Figure 9. Reduced migration and invasion, but normal ATP production in HIF-2α–deficient macrophages.

(A) BMDMs were exposed to normoxia or hypoxia for 16 hours, and their in vitro migration capacity toward the chemoattractant M-CSF was determined by employing a barrier PET membrane (8 μm; BD Biosciences). Representative images are shown. Scale bars: 20 μm. (B) Quantification of migrated macrophages.
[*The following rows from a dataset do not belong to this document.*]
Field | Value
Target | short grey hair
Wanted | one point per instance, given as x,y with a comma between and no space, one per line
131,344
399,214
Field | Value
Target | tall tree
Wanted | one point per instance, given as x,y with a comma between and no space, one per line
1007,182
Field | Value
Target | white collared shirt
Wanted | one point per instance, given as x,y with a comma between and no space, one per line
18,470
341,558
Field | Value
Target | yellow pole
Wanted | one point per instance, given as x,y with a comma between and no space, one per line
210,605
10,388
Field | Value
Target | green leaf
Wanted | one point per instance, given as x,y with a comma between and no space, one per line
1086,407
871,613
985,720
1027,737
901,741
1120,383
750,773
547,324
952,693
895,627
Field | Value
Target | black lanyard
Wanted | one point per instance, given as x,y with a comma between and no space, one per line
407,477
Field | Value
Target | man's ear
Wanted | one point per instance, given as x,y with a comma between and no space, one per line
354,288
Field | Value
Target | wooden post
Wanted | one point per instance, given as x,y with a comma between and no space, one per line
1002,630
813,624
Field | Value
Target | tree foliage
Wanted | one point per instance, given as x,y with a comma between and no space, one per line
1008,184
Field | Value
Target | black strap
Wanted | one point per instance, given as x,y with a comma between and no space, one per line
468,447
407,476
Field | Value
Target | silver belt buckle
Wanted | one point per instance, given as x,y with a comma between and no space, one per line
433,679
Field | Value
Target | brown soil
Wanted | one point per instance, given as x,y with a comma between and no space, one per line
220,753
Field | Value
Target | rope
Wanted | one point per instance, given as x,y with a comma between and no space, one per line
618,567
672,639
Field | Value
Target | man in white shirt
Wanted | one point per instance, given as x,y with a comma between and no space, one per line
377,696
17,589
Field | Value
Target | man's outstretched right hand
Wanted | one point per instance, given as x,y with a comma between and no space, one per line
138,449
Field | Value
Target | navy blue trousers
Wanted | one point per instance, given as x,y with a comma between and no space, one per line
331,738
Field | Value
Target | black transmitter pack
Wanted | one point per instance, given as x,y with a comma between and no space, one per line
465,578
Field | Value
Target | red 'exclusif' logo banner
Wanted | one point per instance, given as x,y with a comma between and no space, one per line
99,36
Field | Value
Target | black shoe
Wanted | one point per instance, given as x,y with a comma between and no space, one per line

Representative data are shown from n = 4 mice (*P < 0.05). (C) Invasion was tested as described above for migration, except that the barrier PET membrane was coated with Matrigel basement membrane matrix (BD Biosciences). Representative images are shown. Scale bars: 20 μm. (D) Quantification of macrophages that invaded through the Matrigel. Representative data from n = 3 mice are shown (*P < 0.05, **P < 0.01). (E) BMDMs were exposed to normoxia or hypoxia for 20 hours, and cellular ATP levels were determined using the ApoGlow Assay kit. Representative data from at least 3 independent experiments are shown. (F) Expression of M-CSFR under normoxia and hypoxia was determined by Western blotting. Representative data from 3 independent experiments are shown. Lanes were run on the same gel but were noncontiguous (white lines). (G) Cxcr4 and Fn1 expression in normoxic and hypoxic BMDMs was evaluated by QRT-PCR. Representative data from at least 3 independent experiments are shown (*P < 0.05, **P < 0.01). N, normoxia (21% O₂); H, hypoxia (0.5% O2).